All about the Benjamins
Following an investigation by the Bereavement Authority of Ontario (BAO) and newspaper coverage of various complaints, Toronto’s largest Jewish funeral home is making changes to become more transparent. Michael Benjamin, managing director of Benjamin’s Park Memorial Chapel, announced that that company is modernizing its website, conducting communication training, and, most importantly, temporarily suspending its practice of “deducting 10% in administration fees to cover the costs of processing charitable memorial donations.” Yes. Apparently, the funeral home established The Benjamin Foundation to hold funds donated in honor of the deceased until families can distribute them. The BAO found that at least one family (which filed a civil suit against Benjamin’s and also complained to the BAO) was not notified of the fee, and has asked Benjamin’s to make the fee more prominent on their price lists and website.
Thanks for nothing, Google Translate
From what we can understand from a New Zealand news outlet, Kaiora and Francis Tipene, the lovable couple who star in the NZ reality show The Casketeers, have decided to take a break from their popular show, which enjoyed five seasons on Netflix. The article says that “despite the Tipene whānau nearing the decision to take a break, their future and ngākau for their mahi is definitely with whānau and tūpāpaku across Aotearoa.” As non-Maori speakers eager to find out why the Tipenes are pausing their show, we plugged this sentence into Google Translate, and got this:
Well, that didn’t help much. After further investigation, we have concluded that the Tipene family is going to spend more time with “extended family and corpses across New Zealand.” OK, so it’s not a perfect translation, but you get the drift.

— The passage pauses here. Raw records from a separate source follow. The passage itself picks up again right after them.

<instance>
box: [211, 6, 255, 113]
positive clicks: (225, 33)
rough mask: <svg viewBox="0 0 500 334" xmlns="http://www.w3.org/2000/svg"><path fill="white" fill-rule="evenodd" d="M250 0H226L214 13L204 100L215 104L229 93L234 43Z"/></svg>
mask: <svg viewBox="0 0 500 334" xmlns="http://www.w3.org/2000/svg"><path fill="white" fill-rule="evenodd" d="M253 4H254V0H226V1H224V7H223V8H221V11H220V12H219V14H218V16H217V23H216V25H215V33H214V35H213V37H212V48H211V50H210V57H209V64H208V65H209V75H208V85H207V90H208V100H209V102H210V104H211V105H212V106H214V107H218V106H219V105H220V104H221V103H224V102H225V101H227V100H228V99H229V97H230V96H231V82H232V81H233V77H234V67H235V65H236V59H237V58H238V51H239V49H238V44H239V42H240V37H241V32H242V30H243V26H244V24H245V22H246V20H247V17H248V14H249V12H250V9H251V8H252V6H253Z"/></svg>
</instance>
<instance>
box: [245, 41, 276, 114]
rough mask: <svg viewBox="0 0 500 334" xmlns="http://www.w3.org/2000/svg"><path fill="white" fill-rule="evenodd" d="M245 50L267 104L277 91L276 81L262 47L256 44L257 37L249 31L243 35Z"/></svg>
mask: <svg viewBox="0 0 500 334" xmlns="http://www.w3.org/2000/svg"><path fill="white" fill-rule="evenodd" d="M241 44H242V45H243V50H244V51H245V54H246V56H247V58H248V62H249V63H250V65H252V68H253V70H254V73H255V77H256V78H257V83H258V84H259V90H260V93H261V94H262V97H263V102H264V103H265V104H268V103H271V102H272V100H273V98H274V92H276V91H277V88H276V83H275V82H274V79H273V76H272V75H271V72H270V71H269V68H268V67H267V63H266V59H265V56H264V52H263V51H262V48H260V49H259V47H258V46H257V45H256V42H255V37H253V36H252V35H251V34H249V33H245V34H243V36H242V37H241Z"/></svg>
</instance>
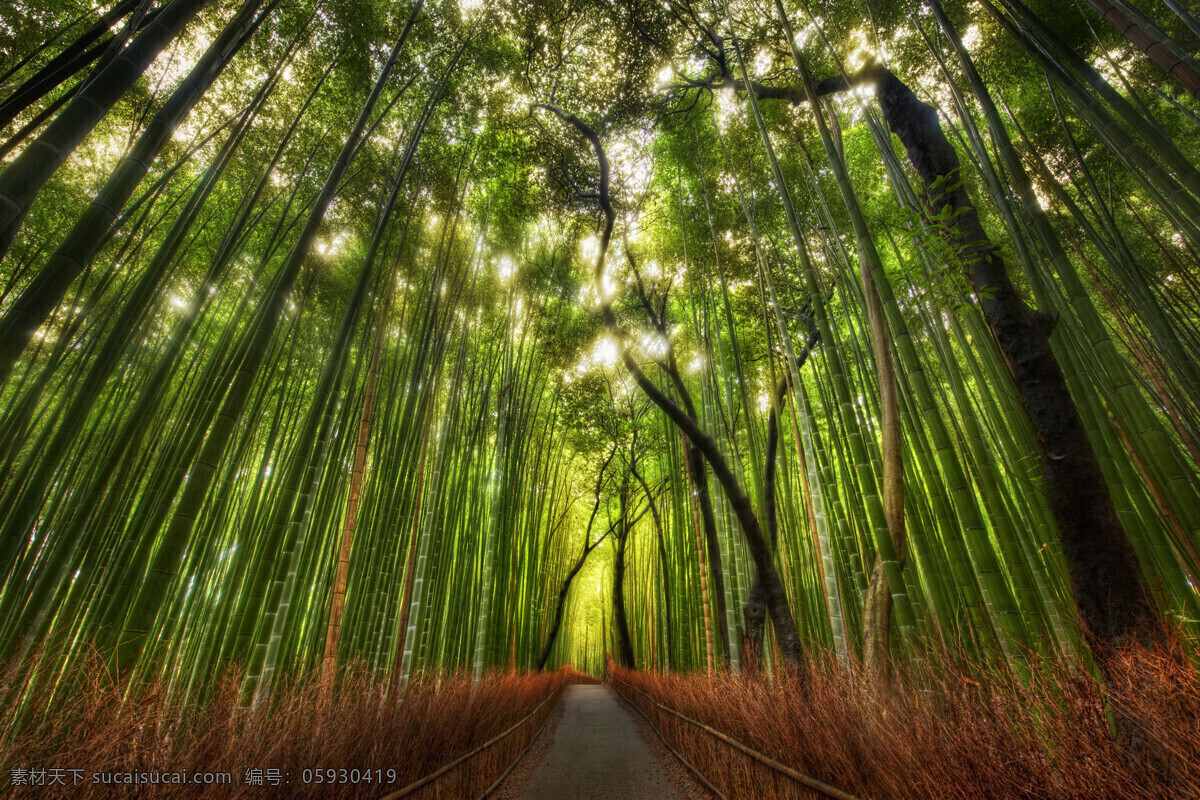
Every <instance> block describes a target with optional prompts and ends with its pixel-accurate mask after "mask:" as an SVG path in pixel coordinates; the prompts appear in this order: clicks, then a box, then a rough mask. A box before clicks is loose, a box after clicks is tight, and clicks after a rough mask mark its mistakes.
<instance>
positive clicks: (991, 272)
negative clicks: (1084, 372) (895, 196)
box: [818, 65, 1162, 669]
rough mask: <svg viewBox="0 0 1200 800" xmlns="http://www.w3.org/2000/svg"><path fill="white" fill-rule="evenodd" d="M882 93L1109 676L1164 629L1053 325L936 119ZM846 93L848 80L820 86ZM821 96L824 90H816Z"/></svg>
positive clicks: (872, 75)
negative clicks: (1012, 386) (1038, 301)
mask: <svg viewBox="0 0 1200 800" xmlns="http://www.w3.org/2000/svg"><path fill="white" fill-rule="evenodd" d="M862 82H869V83H874V84H875V90H876V95H877V96H878V101H880V107H881V108H882V110H883V119H884V120H886V121H887V124H888V127H889V128H890V130H892V132H893V133H895V134H896V136H898V137H899V138H900V142H901V143H902V144H904V145H905V149H906V150H907V154H908V160H910V161H911V163H912V166H913V167H914V168H916V170H917V173H918V174H919V175H920V178H922V181H923V182H924V184H925V188H926V191H928V192H929V199H930V205H931V206H932V209H934V210H935V213H937V212H942V211H943V210H946V211H948V213H949V217H950V218H952V219H954V221H955V225H954V227H952V228H950V230H949V233H950V234H952V236H953V237H954V240H955V242H958V245H959V247H960V248H961V253H962V258H964V260H965V261H966V266H967V273H968V277H970V279H971V283H972V285H973V287H974V290H976V295H977V297H978V301H979V306H980V308H982V311H983V315H984V319H985V320H986V323H988V326H989V329H990V330H991V332H992V336H994V337H995V339H996V343H997V344H998V345H1000V349H1001V351H1002V353H1003V355H1004V360H1006V362H1007V365H1008V368H1009V372H1010V373H1012V375H1013V380H1014V383H1015V384H1016V387H1018V391H1019V392H1020V397H1021V402H1022V404H1024V407H1025V410H1026V411H1027V414H1028V416H1030V420H1031V422H1032V423H1033V428H1034V431H1036V433H1037V437H1038V441H1039V444H1040V461H1042V470H1043V474H1044V475H1045V481H1046V491H1048V494H1049V499H1050V505H1051V509H1052V511H1054V516H1055V521H1056V522H1057V524H1058V531H1060V536H1061V540H1062V547H1063V555H1064V557H1066V561H1067V569H1068V572H1069V576H1070V584H1072V589H1073V590H1074V595H1075V601H1076V604H1078V607H1079V614H1080V621H1081V622H1082V625H1084V631H1085V634H1086V637H1087V639H1088V642H1090V644H1091V646H1092V648H1093V651H1094V652H1096V655H1097V657H1098V660H1099V662H1100V664H1102V667H1104V668H1105V669H1106V667H1105V664H1109V666H1115V663H1112V662H1111V660H1112V658H1114V657H1115V656H1116V652H1117V650H1120V649H1121V648H1123V646H1126V645H1130V644H1135V643H1136V644H1152V645H1156V646H1157V645H1158V644H1159V643H1160V642H1162V638H1160V636H1162V622H1160V620H1159V618H1158V613H1157V610H1156V609H1154V606H1153V602H1152V600H1151V596H1150V591H1148V588H1147V585H1146V582H1145V578H1144V577H1142V575H1141V570H1140V567H1139V565H1138V560H1136V557H1135V554H1134V552H1133V546H1132V545H1130V543H1129V540H1128V537H1127V536H1126V533H1124V530H1123V529H1122V527H1121V522H1120V519H1118V518H1117V515H1116V510H1115V509H1114V505H1112V498H1111V495H1110V494H1109V489H1108V486H1106V485H1105V482H1104V477H1103V475H1102V473H1100V467H1099V463H1098V462H1097V458H1096V453H1094V452H1093V450H1092V446H1091V443H1090V441H1088V440H1087V434H1086V431H1085V429H1084V422H1082V420H1081V417H1080V415H1079V411H1078V409H1076V408H1075V404H1074V401H1073V399H1072V397H1070V393H1069V392H1068V390H1067V383H1066V380H1064V378H1063V374H1062V371H1061V369H1060V367H1058V362H1057V360H1056V359H1055V355H1054V353H1052V351H1051V349H1050V344H1049V337H1050V332H1051V330H1052V329H1054V319H1052V318H1051V317H1050V315H1049V314H1045V313H1040V312H1037V311H1034V309H1033V308H1030V307H1028V306H1027V305H1025V302H1024V301H1022V300H1021V297H1020V295H1019V294H1018V293H1016V289H1015V288H1014V285H1013V283H1012V281H1010V279H1009V277H1008V271H1007V267H1006V265H1004V263H1003V260H1001V258H1000V252H998V248H997V247H996V246H995V245H992V243H991V240H990V239H989V237H988V234H986V231H985V230H984V228H983V224H982V223H980V221H979V216H978V213H977V212H976V209H974V206H973V205H972V203H971V200H970V198H968V197H967V193H966V188H965V187H964V185H962V180H961V175H960V173H959V158H958V154H956V152H955V151H954V148H953V146H952V145H950V143H949V142H948V140H947V139H946V134H944V133H943V132H942V128H941V125H940V122H938V120H937V112H936V110H934V109H932V108H931V107H929V106H928V104H925V103H923V102H920V101H919V100H918V98H917V96H916V95H914V94H913V92H912V90H911V89H908V86H906V85H905V84H904V83H901V82H900V79H899V78H896V77H895V76H894V74H893V73H892V72H889V71H888V70H886V68H883V67H880V66H877V65H869V66H868V67H866V68H865V70H864V71H862V72H860V73H859V74H858V76H857V77H856V79H854V83H856V84H857V83H862ZM822 84H823V89H826V90H832V91H840V90H844V89H846V88H848V86H847V84H846V82H845V79H842V78H832V79H827V80H826V82H822ZM818 91H820V89H818Z"/></svg>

However, if you’d love to watch more New Zealand deathcare shows, the new comedy series Good Grief, about two sisters who inherit their grandfather’s funeral home, debuted on AMC+ this summer!
Coming to a big screen near you …
Great news! Your favorite video game — yes, of course it’s The Mortuary Assistant — is being made into a horror movie! Director and screenplay writer Jeremiah Kipp hopes to “celebrate all of the game that terrified me as well as create a companion piece to it…translating it into the visual storytelling and character-driven horror of narrative filmmaking.” Remember, this is the game we’ve shared with you in previous 4Ms — the one where players take on the role of embalmer and have to hope they don’t run into “unstoppable corpses.” Maybe when the film comes out your team can make some popcorn and host a movie night!
Tut was more just funky … he was loaded
Recently, American author Maria Golia literally wrote the book on tomb raiding — the actual practice of stealing artifacts from graves, not the Indiana Jones adventure. In A Short History of Tomb-Raiding, Golia explains how and why tomb raiders operated as well as how they were punished (slicing off nose, ears, and lips prior to public impalement, etc.). She also puts a modern-day price on the famed coffin of Tutankhamun, which was discovered 100 years ago by Egyptologist Howard Carter. Based on today’s gold prices, Golia estimates the 22-carat coffin to be worth over $6.5 million. So, yes, as Steve Martin and the Toot Uncommons sang in 1978 on SNL, King Tut was funky, was buried in a condo made of stone-a, and was indeed a golden idol — but we’re not sure if he was buried with a donkey, did the monkey, or if the ladies actually loved his style as he was dancin’ on the Nile.